Stoss nannte ein paar Beispiele, wofür das Geld ausgegeben worden ist. "Ich weiß beim besten Willen nicht, was das ÖOC mit einem Rasentraktor tut. Oder wenn ich lese, Reparaturarbeiten für eine Fußbodenheizung, da stellt sich bei mir die Frage, wo eine ist." Weiters fänden sich Posten wie Feintuning für einen Porsche, Privatflüge für Familienmitglieder, Werkzeuge wie Bohrer und Schlagschrauber, ein VW-Bus mit Luxusausführung, eine automatsche Schiebetür, aber auch Zuwendungen für Reittrainer, private Reitvereine oder die Freiwillige Feuerwehr.
"Das muss aufgeklärt werden, das kann man nur durch Befragungen der Betroffenen oder in Malversationen involvierten Personen. Das steht außerhalb unserer Macht, das können nur ordentliche Gerichte tun." Stoss selbst rechne mit Verfahren. Auf die Frage, ob der ehemalige Präsident Leo Wallner dazugehören könne, meinte er: "Da ist in all den Erhebungen bis heute nichts zutage getreten. Auszuschließen ist gar nichts, aber es ist weder eine Unterschrift noch eine Transaktion an den ehemaligen Präsidenten sichtbar."

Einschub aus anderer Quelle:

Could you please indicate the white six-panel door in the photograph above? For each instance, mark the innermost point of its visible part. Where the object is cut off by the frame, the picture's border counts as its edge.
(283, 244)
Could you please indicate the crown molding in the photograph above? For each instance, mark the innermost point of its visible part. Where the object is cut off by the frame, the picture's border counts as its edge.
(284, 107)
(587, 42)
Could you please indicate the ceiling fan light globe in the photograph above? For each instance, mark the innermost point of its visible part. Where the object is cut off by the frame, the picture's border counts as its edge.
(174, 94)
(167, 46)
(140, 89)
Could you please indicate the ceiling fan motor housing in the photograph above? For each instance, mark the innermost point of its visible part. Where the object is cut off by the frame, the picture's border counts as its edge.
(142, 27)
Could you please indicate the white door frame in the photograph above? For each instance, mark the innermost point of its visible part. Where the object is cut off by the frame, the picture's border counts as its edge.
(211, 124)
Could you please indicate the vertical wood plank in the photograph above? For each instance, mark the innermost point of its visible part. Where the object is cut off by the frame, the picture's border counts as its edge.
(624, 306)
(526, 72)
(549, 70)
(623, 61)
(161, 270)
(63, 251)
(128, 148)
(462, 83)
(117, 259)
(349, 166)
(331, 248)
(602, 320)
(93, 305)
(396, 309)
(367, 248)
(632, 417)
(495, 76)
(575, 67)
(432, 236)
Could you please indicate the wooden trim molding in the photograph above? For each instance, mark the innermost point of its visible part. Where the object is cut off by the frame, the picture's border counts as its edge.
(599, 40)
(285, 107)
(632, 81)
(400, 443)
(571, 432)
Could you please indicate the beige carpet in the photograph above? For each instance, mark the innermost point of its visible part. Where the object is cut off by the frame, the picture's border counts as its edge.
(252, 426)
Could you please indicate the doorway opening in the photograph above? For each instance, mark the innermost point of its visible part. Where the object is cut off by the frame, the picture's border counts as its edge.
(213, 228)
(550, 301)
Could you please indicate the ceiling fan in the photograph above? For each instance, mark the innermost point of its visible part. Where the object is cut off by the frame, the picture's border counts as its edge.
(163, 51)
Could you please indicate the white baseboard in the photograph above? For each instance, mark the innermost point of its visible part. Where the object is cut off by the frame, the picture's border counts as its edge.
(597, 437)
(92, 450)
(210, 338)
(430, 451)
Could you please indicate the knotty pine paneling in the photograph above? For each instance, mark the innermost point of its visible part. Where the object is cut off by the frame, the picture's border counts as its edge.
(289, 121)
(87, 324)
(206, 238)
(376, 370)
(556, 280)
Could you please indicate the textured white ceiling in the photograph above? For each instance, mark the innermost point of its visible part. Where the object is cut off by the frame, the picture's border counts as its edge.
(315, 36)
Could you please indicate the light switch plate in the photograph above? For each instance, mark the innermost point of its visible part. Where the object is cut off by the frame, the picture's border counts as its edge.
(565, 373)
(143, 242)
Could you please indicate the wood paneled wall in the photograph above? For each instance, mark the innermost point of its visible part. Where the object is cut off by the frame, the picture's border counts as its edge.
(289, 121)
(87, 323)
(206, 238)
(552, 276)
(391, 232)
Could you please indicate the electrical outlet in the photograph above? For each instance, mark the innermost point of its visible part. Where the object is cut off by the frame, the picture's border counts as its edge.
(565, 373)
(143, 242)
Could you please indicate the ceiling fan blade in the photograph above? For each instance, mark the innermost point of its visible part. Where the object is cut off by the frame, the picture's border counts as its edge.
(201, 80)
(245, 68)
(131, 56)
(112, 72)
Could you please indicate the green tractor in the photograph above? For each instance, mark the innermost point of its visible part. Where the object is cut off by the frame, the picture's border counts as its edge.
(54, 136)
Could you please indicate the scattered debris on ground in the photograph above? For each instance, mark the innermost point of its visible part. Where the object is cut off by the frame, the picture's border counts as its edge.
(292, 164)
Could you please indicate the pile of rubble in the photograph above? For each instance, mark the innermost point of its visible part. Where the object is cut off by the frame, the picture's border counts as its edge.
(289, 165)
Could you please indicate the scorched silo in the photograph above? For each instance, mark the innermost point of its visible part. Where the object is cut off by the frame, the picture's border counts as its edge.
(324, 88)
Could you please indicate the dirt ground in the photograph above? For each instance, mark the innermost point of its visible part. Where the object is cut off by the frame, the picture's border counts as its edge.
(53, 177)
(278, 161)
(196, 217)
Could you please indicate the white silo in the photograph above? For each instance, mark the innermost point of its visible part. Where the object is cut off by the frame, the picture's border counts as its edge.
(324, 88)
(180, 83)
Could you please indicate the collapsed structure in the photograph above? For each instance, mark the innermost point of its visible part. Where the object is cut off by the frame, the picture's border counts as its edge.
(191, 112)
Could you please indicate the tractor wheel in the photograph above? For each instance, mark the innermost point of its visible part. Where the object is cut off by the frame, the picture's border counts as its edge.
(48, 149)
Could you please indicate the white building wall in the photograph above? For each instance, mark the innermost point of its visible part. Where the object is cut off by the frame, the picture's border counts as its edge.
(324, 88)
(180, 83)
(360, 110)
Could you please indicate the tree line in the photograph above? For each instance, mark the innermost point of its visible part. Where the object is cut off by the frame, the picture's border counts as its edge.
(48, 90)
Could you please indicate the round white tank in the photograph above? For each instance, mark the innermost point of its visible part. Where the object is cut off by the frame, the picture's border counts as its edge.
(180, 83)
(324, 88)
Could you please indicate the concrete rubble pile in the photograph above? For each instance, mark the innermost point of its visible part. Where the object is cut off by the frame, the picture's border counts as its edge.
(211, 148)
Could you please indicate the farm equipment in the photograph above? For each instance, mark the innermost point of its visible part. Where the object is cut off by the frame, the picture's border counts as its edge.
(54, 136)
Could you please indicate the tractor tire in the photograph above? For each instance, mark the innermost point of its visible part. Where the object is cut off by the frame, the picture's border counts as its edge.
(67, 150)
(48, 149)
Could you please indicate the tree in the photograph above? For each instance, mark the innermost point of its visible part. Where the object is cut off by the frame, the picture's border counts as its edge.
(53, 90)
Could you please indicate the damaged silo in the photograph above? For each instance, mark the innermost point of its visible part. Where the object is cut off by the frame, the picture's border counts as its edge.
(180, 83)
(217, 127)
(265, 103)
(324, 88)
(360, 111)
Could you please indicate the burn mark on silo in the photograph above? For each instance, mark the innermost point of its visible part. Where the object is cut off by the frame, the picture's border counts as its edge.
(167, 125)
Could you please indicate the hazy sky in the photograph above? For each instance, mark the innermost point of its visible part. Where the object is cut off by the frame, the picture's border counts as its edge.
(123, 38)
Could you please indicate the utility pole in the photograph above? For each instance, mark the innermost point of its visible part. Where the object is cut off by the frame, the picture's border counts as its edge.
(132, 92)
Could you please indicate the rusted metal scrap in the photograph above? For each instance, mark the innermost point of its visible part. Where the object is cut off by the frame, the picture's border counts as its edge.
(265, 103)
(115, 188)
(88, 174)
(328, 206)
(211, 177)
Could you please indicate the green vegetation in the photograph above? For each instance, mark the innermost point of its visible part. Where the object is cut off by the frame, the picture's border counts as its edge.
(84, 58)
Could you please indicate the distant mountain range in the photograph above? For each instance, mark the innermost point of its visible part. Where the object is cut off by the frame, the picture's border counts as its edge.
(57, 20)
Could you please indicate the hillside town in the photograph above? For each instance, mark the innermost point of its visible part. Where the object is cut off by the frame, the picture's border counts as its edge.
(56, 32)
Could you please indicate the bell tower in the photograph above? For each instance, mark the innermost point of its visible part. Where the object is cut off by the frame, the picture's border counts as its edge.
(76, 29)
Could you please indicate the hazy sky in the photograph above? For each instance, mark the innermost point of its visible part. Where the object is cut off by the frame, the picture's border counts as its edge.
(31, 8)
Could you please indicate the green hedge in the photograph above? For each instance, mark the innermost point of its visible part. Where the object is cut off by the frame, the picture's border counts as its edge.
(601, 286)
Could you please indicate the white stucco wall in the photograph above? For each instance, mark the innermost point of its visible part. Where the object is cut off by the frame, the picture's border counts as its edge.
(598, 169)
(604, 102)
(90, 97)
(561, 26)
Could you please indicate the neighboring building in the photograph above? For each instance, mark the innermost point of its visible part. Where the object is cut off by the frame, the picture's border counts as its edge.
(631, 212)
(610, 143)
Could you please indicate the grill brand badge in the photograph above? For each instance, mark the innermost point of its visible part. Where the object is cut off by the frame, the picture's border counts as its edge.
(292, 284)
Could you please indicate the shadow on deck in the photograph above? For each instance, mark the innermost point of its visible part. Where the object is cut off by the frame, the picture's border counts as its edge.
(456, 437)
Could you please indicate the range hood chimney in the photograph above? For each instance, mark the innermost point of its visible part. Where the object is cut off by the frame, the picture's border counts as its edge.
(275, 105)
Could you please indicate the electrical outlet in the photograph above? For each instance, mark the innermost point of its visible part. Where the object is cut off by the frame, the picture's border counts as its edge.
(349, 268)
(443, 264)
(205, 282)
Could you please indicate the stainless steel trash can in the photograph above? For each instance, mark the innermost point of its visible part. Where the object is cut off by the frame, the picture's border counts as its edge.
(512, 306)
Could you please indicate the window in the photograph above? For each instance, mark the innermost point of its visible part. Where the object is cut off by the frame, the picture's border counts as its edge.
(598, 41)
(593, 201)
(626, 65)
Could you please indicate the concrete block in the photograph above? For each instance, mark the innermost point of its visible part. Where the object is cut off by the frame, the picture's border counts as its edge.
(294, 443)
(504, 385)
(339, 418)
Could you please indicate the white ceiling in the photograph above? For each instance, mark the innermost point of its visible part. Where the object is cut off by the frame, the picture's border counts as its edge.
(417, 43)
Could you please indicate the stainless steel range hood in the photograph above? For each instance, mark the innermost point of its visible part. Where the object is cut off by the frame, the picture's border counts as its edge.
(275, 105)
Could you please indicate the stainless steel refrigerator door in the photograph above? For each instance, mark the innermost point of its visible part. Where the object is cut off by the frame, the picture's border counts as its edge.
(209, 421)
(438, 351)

Der ehemalige Generalsekretär Heinz Jungwirth (mit Februar 2009/einvernehmliche Auflösung des Dienstvertrages) sowie dessen Stellvertreterin Manuela Kovarik (März 2010, fristlos entlassen) haben das ÖOC verlassen, für beide gilt die Unschuldsvermutung. Aktuell verdächtig werden laut Stoss "ganz sicher zwei Personen". Vorläufig hätten die Ergebnisse keine Auswirkungen auf aktuell im ÖOC beschäftigte Mitarbeiter, aber auch das wollte Stoss "nicht ausschließen".